Secretário Rogério Hamam conversou com a CBN Ribeirão
A Secretaria Estadual de Desenvolvimento Social de São Paulo realiza um levantamento abrangente para identificar as condições de pobreza multidimensional no estado. Até outubro, agentes serão capacitados para identificar situações de extrema pobreza; a expectativa é entrevistar 185 mil famílias para mapear privações relacionadas à saúde, educação, padrão de vida e renda.
Capacitação e metodologia
Os agentes visitadores receberam treinamento para aplicar questionários baseados no índice de pobreza multidimensional desenvolvido pelo Programa das Nações Unidas para o Desenvolvimento (PNUD). Durante as visitas domiciliares, as informações são registradas em computadores de mão (PDA), ferramenta que, segundo a Secretaria, garante maior agilidade e precisão no processamento dos dados.
Definição de pobreza extrema e critérios avaliados
De acordo com o secretário estadual de Desenvolvimento Social, Rogério Aman, são consideradas em situação de pobreza extrema as famílias cuja renda per capita é inferior a R$ 70. Além da renda, o programa São Paulo Solidário avalia acesso à energia elétrica, saneamento básico, estrutura sanitária, tipo de piso e posse de bens domésticos para compor uma medida efetiva do padrão de vida das famílias.

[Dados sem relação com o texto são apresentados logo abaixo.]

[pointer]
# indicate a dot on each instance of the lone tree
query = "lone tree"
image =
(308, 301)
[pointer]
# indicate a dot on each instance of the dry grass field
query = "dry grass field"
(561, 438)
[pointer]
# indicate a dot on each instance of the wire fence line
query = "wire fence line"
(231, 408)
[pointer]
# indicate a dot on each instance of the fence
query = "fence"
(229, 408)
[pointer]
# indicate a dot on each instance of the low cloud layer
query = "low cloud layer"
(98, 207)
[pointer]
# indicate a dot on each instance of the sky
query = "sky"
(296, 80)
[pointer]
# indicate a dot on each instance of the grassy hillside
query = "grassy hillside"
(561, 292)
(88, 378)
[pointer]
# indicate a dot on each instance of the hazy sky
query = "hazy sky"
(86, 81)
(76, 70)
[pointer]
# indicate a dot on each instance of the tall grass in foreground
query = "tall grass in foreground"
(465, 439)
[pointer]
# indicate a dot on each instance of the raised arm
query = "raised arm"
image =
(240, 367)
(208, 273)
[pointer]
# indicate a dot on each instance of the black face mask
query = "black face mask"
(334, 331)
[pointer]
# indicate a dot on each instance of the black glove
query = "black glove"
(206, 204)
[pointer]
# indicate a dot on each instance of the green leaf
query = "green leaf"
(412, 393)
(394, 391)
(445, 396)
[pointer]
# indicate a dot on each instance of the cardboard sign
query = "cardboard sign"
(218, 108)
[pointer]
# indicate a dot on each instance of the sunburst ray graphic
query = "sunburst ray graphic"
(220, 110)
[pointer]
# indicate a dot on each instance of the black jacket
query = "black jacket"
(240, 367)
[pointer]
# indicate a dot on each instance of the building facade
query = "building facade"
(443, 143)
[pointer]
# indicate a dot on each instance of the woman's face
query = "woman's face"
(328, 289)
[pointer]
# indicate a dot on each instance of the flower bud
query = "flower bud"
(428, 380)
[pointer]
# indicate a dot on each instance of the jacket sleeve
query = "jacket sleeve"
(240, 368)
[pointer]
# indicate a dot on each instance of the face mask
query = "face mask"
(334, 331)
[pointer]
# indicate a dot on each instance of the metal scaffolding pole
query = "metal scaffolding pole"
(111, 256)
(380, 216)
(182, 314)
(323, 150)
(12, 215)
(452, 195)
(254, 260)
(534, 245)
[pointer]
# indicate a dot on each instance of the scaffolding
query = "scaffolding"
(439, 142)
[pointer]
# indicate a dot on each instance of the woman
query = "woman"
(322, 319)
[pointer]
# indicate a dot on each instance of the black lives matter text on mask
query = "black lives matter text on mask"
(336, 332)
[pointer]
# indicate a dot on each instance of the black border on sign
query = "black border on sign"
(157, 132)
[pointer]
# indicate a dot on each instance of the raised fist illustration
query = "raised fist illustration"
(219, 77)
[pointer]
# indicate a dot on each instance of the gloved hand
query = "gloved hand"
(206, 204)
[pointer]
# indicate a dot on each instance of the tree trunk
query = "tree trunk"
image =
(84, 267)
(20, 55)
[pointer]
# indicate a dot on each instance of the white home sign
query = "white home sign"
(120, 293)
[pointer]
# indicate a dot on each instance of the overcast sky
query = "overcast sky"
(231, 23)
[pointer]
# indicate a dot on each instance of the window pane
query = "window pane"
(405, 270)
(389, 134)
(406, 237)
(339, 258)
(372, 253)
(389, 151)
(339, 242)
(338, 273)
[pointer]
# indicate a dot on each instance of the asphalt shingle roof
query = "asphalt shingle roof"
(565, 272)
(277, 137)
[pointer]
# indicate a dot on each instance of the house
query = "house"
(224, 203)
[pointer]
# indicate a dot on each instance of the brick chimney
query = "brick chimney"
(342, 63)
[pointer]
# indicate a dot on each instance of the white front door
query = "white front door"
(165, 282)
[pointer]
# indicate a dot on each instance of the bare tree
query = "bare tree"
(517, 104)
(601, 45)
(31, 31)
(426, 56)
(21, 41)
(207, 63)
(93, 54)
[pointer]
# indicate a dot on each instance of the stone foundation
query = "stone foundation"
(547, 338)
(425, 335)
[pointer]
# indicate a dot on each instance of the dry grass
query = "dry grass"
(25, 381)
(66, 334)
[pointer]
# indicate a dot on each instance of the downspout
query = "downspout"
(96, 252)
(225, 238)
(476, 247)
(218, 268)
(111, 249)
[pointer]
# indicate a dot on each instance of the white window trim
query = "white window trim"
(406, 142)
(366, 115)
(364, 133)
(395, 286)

Âmbito, fases e aplicação dos recursos
O programa abrange todo o estado, com foco nas regiões onde há população em condição de extrema pobreza. Iniciado em 2012, o trabalho contemplou inicialmente 97 municípios com os menores Índices de Desenvolvimento Humano (IDH). A segunda fase, em andamento, inclui outros 483 municípios — entre eles 65 da região metropolitana — e tinha previsão de conclusão para 2014, com a meta de cobrir integralmente o território paulista.
Com os dados coletados, a Secretaria realiza cálculos para definir repasses financeiros aos municípios com o objetivo de combater a extrema pobreza. Em 2012, foram destinados R$ 25 milhões aos primeiros 97 municípios diagnosticados; os recursos são aplicados em ações direcionadas às necessidades identificadas nas famílias.
Não foram divulgados detalhes sobre os critérios específicos para seleção dos visitadores nem sobre o orçamento total previsto para as próximas fases do programa.
O levantamento serve como base para o direcionamento de políticas e repasses municipais, mas permanece a expectativa por informações adicionais sobre financiamento e procedimentos de contratação dos profissionais envolvidos.